Robert Kay Gordon (1887-1973) was an English scholar of medieval and early modern English literature and administrator at the University of Alberta in Canada.

In 1913, having graduated from both, the University of Toronto and Oxford, Gordon became administrator at the University of Alberta. In 1936 he was appointed as head of the Department of English and became a fellow of the Royal Society of Canada the same year. Between 1943 and 1945, he was elected Dean of the Faculty of Arts and Science. He retired from the university in 1950. His colleagues included F. M. Salter, E. Sonet and D. E. Cameron.

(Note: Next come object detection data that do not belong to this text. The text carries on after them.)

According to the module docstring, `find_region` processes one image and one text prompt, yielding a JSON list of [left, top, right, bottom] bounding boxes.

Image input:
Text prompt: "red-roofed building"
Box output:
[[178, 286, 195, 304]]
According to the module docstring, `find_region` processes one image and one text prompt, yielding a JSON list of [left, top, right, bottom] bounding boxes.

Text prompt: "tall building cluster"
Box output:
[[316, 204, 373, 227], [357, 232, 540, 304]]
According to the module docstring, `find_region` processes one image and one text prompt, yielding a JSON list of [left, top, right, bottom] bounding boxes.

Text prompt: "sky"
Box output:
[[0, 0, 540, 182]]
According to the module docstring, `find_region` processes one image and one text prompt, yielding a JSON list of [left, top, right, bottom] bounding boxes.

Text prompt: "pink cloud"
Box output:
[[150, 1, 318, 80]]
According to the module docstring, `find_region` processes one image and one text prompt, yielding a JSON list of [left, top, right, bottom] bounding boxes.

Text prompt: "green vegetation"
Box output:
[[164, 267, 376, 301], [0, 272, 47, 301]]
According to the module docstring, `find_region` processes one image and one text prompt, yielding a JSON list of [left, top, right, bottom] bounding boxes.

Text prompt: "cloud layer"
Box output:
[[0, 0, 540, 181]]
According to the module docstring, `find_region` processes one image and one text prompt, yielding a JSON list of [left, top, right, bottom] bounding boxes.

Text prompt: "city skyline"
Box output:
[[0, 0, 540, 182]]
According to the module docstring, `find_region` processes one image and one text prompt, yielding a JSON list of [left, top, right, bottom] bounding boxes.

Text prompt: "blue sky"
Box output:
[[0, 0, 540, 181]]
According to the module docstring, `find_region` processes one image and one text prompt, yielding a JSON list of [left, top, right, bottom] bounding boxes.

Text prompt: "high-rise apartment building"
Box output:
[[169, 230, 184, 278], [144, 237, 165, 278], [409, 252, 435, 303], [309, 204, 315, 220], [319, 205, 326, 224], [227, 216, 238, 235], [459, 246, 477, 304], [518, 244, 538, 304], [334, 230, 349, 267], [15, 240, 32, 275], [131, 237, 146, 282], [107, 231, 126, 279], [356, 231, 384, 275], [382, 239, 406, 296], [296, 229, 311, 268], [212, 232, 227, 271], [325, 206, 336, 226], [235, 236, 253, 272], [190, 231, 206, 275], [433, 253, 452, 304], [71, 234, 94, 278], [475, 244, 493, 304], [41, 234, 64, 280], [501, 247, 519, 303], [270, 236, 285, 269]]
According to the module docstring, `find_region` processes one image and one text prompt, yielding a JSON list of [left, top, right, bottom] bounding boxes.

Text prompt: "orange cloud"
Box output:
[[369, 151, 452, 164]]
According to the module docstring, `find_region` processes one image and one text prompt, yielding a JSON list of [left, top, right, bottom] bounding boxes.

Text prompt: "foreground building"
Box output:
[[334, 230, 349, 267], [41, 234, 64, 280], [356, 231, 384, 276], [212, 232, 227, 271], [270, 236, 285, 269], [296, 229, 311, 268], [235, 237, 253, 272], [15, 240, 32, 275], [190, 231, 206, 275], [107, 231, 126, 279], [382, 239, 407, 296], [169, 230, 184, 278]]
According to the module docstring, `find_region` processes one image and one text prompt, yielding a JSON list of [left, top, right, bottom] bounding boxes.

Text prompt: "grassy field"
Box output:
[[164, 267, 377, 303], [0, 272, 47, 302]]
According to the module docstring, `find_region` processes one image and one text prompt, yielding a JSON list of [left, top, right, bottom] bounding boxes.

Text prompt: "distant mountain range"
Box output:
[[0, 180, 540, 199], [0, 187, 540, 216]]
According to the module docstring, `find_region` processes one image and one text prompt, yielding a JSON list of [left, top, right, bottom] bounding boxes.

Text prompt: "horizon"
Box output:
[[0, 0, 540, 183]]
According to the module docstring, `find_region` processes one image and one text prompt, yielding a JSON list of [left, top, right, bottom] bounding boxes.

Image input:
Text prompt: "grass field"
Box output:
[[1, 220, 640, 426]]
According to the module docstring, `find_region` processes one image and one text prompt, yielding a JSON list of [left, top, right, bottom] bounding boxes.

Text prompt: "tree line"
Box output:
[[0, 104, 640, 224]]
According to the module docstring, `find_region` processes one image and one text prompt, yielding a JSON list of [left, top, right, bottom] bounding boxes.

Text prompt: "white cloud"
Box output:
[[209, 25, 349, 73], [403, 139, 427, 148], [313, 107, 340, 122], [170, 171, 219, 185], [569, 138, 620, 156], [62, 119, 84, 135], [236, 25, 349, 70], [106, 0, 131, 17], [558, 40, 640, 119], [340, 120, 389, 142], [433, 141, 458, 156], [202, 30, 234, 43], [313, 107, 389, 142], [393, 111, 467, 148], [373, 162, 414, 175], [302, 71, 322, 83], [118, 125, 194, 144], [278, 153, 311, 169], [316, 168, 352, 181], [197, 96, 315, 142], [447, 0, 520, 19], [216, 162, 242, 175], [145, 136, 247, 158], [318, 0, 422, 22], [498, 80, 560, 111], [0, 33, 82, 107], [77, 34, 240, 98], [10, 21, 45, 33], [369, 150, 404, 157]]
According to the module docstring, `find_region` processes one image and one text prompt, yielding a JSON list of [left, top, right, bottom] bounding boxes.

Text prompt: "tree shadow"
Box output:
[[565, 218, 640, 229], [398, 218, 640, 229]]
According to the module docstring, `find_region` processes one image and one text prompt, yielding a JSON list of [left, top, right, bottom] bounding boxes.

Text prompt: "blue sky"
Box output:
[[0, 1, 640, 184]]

Gordon is quoted extensively in The Book of Imaginary Beings by Jorge Luis Borges. In the entry describing the Fastitocalon, Borges includes an extended quote from R.K. Gordon's Anglo Saxon Bestiary.

==Selected works==
Gordon published widely in his field of English literature, displaying a wide range of interest, from Old English poetry and Chaucer to the Scottish novelists Sir Walter Scott and John Galt.

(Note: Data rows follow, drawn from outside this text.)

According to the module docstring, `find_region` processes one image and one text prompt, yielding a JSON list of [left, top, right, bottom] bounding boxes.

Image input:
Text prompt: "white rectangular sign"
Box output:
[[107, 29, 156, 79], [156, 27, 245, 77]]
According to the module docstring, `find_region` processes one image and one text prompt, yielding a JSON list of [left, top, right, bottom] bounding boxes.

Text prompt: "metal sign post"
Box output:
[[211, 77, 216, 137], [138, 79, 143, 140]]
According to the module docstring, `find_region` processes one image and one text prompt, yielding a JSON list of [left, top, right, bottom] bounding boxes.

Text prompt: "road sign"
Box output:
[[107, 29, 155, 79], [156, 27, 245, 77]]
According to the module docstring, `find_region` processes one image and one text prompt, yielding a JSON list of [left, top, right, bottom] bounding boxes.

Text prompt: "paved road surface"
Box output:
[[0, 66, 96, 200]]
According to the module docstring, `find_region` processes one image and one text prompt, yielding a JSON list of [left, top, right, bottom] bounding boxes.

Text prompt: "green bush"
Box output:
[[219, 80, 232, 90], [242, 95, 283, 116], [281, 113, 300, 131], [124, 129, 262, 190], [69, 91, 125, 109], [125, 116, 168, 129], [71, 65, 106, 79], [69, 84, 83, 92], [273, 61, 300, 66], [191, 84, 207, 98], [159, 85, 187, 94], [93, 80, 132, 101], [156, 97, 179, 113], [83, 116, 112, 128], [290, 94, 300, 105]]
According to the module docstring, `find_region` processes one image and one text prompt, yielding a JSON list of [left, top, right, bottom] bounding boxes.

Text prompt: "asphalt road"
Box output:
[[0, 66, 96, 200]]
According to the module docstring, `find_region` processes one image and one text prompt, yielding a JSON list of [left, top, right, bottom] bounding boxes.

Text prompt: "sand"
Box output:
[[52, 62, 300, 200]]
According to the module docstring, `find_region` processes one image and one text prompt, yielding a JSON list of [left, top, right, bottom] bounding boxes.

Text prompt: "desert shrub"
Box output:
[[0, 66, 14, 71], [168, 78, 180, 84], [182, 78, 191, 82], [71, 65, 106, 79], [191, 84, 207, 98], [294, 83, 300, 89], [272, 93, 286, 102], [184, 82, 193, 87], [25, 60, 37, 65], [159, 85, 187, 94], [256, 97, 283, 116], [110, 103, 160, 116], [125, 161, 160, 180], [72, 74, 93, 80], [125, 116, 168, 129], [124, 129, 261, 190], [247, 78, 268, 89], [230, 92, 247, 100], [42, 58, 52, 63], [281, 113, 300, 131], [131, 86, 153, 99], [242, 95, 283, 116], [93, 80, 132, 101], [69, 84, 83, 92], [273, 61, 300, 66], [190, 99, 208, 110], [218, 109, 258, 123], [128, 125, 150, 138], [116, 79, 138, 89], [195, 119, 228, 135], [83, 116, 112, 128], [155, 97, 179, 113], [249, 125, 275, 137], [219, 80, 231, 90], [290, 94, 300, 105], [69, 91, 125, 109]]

- 1918 (ed. with E. K. Broadus). English Prose from Bacon to Hardy. London. Anthology, available from the Internet Archive
- 1920. John Galt. Toronto. Available from the Internet Archive
- 1922. The Song of Beowulf. Translation into English prose. New York. Available from the Internet Archive
- 1925. Scott's "Tales of a Grandfather". New York: Dutton.

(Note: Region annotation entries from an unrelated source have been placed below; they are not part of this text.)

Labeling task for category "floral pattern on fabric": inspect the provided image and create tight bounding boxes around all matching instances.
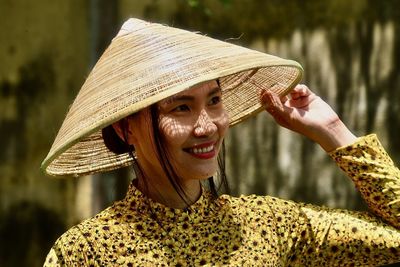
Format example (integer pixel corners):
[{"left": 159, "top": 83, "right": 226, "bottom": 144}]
[{"left": 45, "top": 135, "right": 400, "bottom": 266}]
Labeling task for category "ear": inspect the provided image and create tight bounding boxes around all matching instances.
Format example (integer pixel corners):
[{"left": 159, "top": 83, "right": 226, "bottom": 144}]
[{"left": 112, "top": 118, "right": 135, "bottom": 145}]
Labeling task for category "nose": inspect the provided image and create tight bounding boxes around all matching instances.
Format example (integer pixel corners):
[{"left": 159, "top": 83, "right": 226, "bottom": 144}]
[{"left": 193, "top": 109, "right": 218, "bottom": 137}]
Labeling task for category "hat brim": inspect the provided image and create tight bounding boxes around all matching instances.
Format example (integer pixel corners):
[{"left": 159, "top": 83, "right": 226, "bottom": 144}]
[{"left": 41, "top": 19, "right": 303, "bottom": 176}]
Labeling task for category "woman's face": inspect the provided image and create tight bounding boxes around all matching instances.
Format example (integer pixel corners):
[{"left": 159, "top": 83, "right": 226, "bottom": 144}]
[{"left": 128, "top": 81, "right": 229, "bottom": 180}]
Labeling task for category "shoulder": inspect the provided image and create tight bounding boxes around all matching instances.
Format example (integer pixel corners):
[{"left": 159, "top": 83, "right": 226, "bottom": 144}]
[
  {"left": 52, "top": 202, "right": 142, "bottom": 265},
  {"left": 220, "top": 195, "right": 301, "bottom": 222}
]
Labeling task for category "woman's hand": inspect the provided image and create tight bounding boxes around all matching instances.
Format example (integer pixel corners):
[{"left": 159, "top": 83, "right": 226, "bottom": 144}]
[{"left": 261, "top": 84, "right": 356, "bottom": 152}]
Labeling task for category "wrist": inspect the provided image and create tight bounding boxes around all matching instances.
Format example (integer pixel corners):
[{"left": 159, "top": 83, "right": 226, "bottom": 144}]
[{"left": 316, "top": 120, "right": 357, "bottom": 152}]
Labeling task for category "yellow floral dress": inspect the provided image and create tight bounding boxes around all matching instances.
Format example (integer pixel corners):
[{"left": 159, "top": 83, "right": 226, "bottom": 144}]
[{"left": 44, "top": 135, "right": 400, "bottom": 266}]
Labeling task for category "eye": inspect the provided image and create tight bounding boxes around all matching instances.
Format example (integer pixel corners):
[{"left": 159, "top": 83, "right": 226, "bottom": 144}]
[
  {"left": 172, "top": 105, "right": 190, "bottom": 112},
  {"left": 208, "top": 96, "right": 221, "bottom": 105}
]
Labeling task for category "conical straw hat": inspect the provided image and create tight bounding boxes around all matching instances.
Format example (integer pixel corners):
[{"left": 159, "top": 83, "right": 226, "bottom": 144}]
[{"left": 42, "top": 19, "right": 302, "bottom": 176}]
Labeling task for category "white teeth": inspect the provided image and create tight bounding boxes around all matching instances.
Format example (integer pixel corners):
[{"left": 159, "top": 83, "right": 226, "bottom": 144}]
[{"left": 190, "top": 145, "right": 214, "bottom": 154}]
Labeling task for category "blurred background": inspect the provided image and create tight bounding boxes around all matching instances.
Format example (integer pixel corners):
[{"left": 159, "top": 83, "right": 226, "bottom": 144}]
[{"left": 0, "top": 0, "right": 400, "bottom": 266}]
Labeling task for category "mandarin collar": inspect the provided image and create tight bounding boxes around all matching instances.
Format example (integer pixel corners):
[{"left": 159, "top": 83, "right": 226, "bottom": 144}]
[{"left": 125, "top": 182, "right": 223, "bottom": 224}]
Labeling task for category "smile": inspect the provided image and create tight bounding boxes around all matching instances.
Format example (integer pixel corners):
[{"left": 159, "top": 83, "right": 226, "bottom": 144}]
[
  {"left": 184, "top": 143, "right": 216, "bottom": 159},
  {"left": 189, "top": 145, "right": 214, "bottom": 154}
]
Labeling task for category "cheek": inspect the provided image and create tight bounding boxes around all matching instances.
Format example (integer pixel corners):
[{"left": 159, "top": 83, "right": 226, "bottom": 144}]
[
  {"left": 215, "top": 111, "right": 229, "bottom": 137},
  {"left": 159, "top": 116, "right": 191, "bottom": 147}
]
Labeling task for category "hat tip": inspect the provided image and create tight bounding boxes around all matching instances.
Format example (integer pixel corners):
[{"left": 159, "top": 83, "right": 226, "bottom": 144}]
[{"left": 116, "top": 18, "right": 151, "bottom": 37}]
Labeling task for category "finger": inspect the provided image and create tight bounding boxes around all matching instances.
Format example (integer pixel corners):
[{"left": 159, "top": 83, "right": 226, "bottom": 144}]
[
  {"left": 280, "top": 96, "right": 289, "bottom": 104},
  {"left": 261, "top": 91, "right": 292, "bottom": 127},
  {"left": 290, "top": 84, "right": 311, "bottom": 100}
]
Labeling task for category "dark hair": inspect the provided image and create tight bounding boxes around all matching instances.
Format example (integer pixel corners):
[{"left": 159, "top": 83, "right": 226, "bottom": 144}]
[{"left": 102, "top": 107, "right": 229, "bottom": 204}]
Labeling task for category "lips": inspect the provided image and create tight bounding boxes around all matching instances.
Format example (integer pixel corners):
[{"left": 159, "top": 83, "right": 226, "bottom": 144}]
[{"left": 184, "top": 142, "right": 216, "bottom": 159}]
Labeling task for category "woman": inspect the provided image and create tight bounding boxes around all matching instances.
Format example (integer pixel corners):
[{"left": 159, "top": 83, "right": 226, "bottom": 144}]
[{"left": 42, "top": 19, "right": 400, "bottom": 266}]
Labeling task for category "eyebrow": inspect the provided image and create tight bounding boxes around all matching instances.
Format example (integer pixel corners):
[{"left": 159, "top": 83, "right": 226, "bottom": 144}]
[{"left": 164, "top": 86, "right": 221, "bottom": 104}]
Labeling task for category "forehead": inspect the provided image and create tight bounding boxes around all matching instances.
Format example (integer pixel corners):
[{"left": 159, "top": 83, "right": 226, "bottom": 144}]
[{"left": 160, "top": 80, "right": 221, "bottom": 104}]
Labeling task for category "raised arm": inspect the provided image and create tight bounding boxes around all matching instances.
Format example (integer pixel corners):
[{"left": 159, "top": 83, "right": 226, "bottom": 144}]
[{"left": 261, "top": 85, "right": 400, "bottom": 266}]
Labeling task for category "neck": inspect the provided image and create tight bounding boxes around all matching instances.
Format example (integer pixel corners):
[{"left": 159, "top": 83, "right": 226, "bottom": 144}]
[{"left": 135, "top": 175, "right": 202, "bottom": 209}]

- 1926. Anglo-Saxon Poetry. London and New York. Translations of selected Old English poems. Gordon's translation of The Seafarer available online.
- 1964 (ed.). The Story of Troilus: as told by Benoît de Sainte-Maure, Giovanni Boccaccio, Geoffrey Chaucer, Robert Henryson. New York: Dutton. Versions of the Troilus legend by Benoît de Sainte-Maure, Giovanni Boccaccio, Geoffrey Chaucer and Robert Henryson.